This is an open-source urban crime prediction project based on neural networks. By analyzing Calgary's crime data from 2018 to 2024, it builds a deep learning model to predict future crime numbers, providing data-driven decision support for smart city public safety management. The project demonstrates the application potential of artificial intelligence in the field of public safety while exploring the ethical boundaries of technological application.
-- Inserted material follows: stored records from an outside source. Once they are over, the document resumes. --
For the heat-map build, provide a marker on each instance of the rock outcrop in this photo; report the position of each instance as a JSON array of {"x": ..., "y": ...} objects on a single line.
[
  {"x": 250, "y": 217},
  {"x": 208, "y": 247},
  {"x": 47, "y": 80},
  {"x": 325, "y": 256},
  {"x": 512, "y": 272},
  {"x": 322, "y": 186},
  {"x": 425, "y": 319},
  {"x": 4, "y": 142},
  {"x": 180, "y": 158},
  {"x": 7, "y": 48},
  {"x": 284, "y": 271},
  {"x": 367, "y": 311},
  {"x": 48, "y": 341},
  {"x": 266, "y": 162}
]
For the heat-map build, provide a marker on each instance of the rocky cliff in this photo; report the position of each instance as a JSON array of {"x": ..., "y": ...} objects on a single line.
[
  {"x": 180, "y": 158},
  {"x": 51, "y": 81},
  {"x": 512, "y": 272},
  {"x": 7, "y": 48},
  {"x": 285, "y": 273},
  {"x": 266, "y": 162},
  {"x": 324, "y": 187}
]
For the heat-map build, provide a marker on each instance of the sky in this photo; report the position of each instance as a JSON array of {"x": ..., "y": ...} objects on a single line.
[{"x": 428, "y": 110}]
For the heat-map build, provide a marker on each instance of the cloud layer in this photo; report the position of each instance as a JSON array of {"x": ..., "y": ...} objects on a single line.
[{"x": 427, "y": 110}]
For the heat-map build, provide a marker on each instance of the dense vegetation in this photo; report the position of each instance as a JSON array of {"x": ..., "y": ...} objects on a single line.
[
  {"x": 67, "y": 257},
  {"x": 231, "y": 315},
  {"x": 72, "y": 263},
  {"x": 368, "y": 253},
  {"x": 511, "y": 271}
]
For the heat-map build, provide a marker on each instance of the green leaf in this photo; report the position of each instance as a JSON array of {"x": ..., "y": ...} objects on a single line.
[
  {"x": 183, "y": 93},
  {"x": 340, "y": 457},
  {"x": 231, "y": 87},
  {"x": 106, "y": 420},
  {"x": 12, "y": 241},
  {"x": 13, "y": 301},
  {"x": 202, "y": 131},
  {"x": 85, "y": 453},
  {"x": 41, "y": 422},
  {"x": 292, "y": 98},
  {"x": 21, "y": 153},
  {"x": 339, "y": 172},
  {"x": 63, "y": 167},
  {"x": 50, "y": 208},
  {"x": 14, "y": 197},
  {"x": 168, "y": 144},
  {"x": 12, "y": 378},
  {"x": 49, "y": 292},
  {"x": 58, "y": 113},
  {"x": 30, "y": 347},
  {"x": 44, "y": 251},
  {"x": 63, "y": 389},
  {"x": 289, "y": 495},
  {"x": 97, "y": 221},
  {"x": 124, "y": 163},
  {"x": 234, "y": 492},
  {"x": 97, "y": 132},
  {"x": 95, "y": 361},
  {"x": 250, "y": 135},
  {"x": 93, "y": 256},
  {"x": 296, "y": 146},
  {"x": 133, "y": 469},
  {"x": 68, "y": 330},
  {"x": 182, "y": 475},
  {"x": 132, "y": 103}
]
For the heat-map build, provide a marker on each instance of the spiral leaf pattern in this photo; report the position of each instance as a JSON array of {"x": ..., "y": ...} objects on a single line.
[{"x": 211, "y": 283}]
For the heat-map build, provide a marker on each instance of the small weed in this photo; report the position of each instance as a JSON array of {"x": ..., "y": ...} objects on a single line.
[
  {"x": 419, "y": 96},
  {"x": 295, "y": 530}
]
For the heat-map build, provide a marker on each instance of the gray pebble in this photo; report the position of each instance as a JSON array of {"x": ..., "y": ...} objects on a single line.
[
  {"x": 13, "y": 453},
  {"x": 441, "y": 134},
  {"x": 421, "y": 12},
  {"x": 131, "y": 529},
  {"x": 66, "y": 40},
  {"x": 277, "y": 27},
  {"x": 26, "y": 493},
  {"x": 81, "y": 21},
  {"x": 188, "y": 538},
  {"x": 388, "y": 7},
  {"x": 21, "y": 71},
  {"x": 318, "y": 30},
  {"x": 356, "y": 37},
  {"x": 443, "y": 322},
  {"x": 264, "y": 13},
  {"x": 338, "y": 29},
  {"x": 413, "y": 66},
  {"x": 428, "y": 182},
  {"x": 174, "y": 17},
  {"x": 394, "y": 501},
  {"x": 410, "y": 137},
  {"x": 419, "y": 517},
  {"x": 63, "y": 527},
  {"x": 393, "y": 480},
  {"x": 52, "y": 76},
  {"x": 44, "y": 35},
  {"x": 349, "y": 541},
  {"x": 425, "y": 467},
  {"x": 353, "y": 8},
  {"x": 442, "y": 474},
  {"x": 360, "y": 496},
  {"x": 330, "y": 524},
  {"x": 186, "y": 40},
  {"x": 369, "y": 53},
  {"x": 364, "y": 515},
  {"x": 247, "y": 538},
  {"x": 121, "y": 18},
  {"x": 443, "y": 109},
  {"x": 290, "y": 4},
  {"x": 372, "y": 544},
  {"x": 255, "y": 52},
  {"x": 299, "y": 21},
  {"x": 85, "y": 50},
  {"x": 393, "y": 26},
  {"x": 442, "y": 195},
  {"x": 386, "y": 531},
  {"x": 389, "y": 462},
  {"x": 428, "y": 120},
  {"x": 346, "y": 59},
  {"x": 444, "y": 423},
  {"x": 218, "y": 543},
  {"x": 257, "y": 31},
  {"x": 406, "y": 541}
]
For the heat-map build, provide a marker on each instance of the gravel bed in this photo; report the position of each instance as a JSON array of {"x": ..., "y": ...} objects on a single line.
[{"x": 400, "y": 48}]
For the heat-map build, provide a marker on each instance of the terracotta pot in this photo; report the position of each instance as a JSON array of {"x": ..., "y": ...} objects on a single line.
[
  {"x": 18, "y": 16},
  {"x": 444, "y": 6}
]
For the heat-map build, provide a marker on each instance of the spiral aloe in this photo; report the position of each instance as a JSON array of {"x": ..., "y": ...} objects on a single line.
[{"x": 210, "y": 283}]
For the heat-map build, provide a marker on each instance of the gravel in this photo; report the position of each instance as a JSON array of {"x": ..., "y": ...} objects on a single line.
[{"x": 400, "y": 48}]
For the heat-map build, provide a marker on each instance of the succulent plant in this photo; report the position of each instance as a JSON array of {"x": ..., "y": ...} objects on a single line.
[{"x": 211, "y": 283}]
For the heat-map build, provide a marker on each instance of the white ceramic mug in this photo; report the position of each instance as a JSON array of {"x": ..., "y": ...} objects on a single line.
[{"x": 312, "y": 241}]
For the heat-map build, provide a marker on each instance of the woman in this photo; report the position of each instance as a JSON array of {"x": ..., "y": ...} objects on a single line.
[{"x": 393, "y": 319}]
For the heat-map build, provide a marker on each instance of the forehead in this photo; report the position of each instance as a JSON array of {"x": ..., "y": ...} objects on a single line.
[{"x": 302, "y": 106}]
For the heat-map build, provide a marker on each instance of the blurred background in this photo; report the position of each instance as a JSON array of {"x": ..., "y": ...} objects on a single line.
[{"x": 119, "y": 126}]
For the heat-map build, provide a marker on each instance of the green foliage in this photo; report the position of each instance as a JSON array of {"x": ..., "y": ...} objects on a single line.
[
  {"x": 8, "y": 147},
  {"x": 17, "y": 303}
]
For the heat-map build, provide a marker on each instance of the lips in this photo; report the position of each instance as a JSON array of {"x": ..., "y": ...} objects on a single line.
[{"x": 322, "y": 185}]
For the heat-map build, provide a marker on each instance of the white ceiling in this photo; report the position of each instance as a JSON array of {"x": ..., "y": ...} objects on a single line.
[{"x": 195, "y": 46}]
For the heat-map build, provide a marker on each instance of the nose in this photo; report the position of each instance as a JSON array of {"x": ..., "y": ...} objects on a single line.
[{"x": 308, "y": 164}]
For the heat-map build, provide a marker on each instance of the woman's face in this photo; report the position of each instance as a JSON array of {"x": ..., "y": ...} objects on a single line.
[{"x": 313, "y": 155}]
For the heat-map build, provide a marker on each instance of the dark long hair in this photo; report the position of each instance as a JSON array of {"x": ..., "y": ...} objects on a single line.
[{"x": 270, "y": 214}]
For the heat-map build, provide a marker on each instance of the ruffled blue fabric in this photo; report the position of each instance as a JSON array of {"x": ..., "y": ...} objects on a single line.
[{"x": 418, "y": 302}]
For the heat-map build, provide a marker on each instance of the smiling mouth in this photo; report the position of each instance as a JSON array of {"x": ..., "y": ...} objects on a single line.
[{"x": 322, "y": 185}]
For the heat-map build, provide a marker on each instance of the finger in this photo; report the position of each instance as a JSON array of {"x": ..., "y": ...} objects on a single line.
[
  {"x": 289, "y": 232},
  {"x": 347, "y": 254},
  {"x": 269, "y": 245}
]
## Project Background and Data Sources

As Canada's fourth-largest city, Calgary's public safety data has high research value. The project focuses on crime record data from 2018 to 2024. Reasons for choosing this time period: Digital records after 2018 ensure data completeness and accuracy; it includes the COVID-19 pandemic, providing a perspective for studying crime patterns under abnormal social conditions; six years of data provide sufficient sample size for training robust models.

## Neural Network Model Architecture Design

The project uses neural networks as the core prediction engine. Because crime data has highly non-linear characteristics, compared to traditional linear regression or time series models, neural networks can automatically capture complex patterns and hidden correlations. It may adopt Multi-Layer Perceptron (MLP, suitable for multi-dimensional features such as crime type, geography, time) or Long Short-Term Memory (LSTM, good at long-term dependencies in time series). Input features include historical crime count time series, month/season, holidays, proxy variables for economic indicators, weather data, etc. The output is the predicted number of crimes in a specific future time period.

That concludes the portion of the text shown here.